US v. Chittenden: In this appeal, the Fourth Circuit affirmed the bank fraud and conspiracy to commit bank fraud and mail fraud convictions of a former loan officer for drafting and submitting fraudulent mortgage loan applications, mostly for first-time Hispanic home buyers. Chittenden, the government alleged, submitted loan applications with false income, asset, and employment information, and she undertook this fraud in concert with multiple realtors.
Chittenden went to trial and subsequently was convicted, and the district court entered judgment against her. It did not, however, enter a forfeiture penalty, and it directed counsel to schedule an evidentiary hearing on the issue of forfeiture. Chittenden objected that because the judgment was entered against her, the district court lacked jurisdiction to impose a forfeiture any longer. Over her objection, the parties litigated forfeiture for the next year. Ultimately, the Fourth Circuit determined that a court’s failure to enter a forfeiture order at sentencing did not deprive it of jurisdiction to impose such an order after sentencing. Here, the court entered the forfeiture order against Chittenden just over a year after sentencing, for over $1.5 million, the amount of conspiracy proceeds reasonably foreseeable to Chittenden. She appealed.

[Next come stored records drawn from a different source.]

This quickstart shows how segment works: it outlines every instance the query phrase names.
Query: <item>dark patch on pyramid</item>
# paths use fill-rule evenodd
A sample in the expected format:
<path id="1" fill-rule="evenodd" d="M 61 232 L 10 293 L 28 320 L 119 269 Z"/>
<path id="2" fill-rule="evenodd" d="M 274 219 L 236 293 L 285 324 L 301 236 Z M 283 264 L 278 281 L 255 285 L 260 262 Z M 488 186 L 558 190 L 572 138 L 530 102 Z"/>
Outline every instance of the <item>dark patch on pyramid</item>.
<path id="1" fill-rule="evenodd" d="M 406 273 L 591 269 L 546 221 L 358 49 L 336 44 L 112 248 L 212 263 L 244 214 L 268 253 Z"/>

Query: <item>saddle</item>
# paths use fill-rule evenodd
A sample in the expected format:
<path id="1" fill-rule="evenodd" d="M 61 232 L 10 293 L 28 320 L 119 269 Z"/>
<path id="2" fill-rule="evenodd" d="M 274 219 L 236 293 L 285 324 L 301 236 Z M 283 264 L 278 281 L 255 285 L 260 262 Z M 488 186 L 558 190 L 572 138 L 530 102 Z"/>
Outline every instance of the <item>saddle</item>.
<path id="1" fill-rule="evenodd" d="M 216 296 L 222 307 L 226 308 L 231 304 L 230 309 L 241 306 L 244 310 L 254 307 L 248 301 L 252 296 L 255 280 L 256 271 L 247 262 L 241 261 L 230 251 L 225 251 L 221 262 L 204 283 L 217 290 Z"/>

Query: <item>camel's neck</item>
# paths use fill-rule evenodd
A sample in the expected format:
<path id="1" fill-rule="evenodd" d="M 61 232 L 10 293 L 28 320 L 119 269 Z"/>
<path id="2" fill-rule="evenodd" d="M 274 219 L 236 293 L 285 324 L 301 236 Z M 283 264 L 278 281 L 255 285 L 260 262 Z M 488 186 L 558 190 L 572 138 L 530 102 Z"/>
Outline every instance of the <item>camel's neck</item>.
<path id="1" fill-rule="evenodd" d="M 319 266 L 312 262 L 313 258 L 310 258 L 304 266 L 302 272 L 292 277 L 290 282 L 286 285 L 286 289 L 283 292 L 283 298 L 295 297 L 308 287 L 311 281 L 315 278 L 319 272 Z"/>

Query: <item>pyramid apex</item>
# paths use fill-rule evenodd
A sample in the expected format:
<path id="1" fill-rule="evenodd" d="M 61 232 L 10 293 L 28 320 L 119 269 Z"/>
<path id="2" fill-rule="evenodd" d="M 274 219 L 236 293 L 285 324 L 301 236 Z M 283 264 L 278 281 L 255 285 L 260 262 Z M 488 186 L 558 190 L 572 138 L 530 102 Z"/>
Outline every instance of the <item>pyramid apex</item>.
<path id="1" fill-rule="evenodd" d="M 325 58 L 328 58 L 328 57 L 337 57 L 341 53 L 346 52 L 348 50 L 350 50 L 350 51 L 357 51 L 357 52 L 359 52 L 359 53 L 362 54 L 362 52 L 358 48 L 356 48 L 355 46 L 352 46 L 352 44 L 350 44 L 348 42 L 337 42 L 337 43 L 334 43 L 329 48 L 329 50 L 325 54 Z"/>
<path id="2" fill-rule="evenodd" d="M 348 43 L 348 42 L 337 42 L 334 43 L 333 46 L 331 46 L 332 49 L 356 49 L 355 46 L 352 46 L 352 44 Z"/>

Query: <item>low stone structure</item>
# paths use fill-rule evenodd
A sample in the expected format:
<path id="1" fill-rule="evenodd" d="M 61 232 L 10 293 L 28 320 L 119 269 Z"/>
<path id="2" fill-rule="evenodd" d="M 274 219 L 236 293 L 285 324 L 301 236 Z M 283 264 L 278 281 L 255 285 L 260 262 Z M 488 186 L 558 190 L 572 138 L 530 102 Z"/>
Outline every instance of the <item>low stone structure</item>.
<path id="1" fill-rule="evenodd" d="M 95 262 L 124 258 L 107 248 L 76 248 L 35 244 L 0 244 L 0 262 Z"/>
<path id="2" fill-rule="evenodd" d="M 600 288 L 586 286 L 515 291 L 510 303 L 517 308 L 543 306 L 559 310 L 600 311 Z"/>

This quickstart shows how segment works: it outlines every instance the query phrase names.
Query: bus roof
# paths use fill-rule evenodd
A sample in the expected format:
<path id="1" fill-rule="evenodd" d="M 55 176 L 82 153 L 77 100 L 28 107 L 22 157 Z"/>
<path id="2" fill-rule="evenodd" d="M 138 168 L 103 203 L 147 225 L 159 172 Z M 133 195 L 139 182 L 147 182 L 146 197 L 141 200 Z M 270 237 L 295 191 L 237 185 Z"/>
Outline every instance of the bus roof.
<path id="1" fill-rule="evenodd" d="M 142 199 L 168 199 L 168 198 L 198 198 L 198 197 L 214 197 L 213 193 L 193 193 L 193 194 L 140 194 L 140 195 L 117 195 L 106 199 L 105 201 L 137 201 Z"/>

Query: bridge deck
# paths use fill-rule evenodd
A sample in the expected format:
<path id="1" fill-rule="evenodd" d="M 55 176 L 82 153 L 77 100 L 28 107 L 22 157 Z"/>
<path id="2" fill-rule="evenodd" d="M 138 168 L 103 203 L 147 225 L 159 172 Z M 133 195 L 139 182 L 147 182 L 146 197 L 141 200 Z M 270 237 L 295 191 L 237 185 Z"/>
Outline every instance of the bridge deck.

Prior to trial, the government froze Chittenden’s assets. She argued on appeal that this asset forfeiture violated her Sixth Amendment right to counsel. Chittenden had hired attorneys of her choice to conduct a pre-indictment investigation, and she retained the same counsel for trial and throughout sentencing. She amassed considerable debt to pay her attorneys, borrowing money from relatives to foot her legal bills. The Fourth Circuit found, however, that her right to counsel of choice was not implicated here, as she was not forced to change counsel or rely on appointed counsel.

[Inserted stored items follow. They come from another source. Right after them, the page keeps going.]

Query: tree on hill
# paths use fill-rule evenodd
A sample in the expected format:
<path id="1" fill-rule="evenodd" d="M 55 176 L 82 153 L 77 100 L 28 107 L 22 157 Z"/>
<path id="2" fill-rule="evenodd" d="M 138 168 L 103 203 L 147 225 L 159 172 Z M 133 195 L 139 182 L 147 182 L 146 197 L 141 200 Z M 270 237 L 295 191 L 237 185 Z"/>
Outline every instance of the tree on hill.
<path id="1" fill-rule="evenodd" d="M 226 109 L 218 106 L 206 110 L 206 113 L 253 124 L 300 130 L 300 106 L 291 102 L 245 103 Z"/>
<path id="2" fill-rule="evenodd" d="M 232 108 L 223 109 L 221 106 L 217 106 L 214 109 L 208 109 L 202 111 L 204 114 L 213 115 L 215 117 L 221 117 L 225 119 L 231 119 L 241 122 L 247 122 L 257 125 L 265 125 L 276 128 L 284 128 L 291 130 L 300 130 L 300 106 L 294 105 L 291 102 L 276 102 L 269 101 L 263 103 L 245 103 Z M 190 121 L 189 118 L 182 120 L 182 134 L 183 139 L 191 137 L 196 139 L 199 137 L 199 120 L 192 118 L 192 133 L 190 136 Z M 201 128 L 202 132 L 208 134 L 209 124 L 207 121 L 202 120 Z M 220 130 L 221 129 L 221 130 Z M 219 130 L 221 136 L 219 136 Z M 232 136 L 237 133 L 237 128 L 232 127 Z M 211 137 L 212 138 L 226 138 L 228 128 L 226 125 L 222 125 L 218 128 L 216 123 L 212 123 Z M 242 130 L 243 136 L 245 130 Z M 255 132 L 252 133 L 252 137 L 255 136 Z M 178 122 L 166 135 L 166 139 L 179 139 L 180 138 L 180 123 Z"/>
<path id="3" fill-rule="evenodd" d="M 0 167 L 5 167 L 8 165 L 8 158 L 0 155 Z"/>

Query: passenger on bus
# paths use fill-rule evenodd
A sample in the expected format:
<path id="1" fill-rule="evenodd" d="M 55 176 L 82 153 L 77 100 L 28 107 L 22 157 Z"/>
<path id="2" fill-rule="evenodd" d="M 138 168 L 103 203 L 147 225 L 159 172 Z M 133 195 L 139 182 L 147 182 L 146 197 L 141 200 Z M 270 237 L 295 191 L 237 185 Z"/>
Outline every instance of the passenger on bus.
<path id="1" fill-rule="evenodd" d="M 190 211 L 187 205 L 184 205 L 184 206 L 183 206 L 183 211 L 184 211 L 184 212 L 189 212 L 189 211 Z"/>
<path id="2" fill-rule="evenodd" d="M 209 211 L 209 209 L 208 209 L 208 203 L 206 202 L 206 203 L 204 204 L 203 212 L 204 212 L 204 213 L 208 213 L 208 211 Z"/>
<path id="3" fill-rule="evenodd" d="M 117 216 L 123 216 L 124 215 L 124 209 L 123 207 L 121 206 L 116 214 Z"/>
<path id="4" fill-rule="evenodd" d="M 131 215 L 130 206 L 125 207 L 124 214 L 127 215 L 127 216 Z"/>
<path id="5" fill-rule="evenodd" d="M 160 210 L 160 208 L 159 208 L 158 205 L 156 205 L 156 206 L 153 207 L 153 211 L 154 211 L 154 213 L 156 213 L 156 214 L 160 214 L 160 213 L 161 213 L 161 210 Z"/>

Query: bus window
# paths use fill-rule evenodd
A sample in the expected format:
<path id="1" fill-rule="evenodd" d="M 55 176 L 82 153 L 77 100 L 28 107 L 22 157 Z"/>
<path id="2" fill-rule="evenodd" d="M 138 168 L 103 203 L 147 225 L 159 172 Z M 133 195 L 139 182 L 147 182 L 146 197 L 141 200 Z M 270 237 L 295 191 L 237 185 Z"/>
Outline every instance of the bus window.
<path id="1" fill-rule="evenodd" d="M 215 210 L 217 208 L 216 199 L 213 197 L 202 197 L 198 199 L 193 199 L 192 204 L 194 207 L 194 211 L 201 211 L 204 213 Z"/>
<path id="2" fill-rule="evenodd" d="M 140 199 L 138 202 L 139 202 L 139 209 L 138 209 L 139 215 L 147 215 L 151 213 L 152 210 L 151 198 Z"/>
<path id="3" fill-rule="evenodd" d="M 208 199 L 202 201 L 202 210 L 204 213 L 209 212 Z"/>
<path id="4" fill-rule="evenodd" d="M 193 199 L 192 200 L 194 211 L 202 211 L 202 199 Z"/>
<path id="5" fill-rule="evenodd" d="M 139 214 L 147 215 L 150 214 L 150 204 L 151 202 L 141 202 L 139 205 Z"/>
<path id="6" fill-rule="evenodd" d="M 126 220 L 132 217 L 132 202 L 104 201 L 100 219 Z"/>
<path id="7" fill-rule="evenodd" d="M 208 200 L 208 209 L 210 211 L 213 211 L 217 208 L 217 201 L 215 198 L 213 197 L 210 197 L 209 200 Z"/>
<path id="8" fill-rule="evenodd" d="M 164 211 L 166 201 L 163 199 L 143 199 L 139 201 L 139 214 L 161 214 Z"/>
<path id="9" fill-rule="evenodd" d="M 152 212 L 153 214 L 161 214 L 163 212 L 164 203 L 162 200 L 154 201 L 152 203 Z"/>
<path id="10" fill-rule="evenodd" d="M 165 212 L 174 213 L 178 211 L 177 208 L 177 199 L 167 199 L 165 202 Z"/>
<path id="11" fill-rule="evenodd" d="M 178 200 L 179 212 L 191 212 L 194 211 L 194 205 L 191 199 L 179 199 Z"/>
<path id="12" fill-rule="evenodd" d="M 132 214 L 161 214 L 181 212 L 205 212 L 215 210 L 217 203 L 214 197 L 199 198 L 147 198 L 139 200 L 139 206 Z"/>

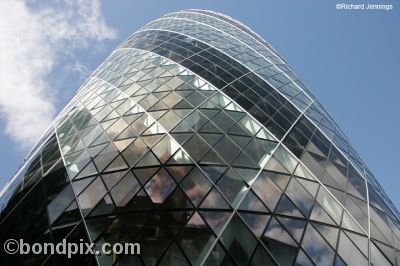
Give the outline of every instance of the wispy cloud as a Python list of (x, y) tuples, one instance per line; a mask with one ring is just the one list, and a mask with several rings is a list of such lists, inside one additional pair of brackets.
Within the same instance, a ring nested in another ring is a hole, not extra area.
[(70, 72), (76, 73), (79, 77), (79, 80), (81, 81), (86, 80), (92, 73), (92, 71), (88, 69), (87, 66), (85, 66), (79, 61), (75, 61), (72, 64), (66, 65), (65, 69), (67, 69)]
[[(58, 59), (116, 37), (105, 22), (100, 0), (35, 4), (0, 1), (0, 122), (24, 149), (54, 118), (57, 89), (49, 77)], [(87, 71), (79, 62), (74, 65), (76, 71)]]

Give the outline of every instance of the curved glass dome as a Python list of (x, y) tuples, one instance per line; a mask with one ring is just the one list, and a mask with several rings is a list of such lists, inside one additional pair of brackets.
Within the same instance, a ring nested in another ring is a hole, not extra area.
[(212, 11), (118, 46), (0, 195), (2, 241), (141, 245), (71, 263), (400, 264), (399, 213), (336, 122), (267, 42)]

Additionally, Chittenden argued a lack of evidence to support her convictions. The Fourth Circuit disagreed, finding that the co-conspirator testimony as well as borrower testimony provided a link between Chittenden and the conspiracy, namely her preparation of applications that contained false information. The Fourth Circuit held that Chittenden’s connection to the conspiracy needed only to be slight, and the other realtors and borrowers provided more than sufficient evidence of her guilt.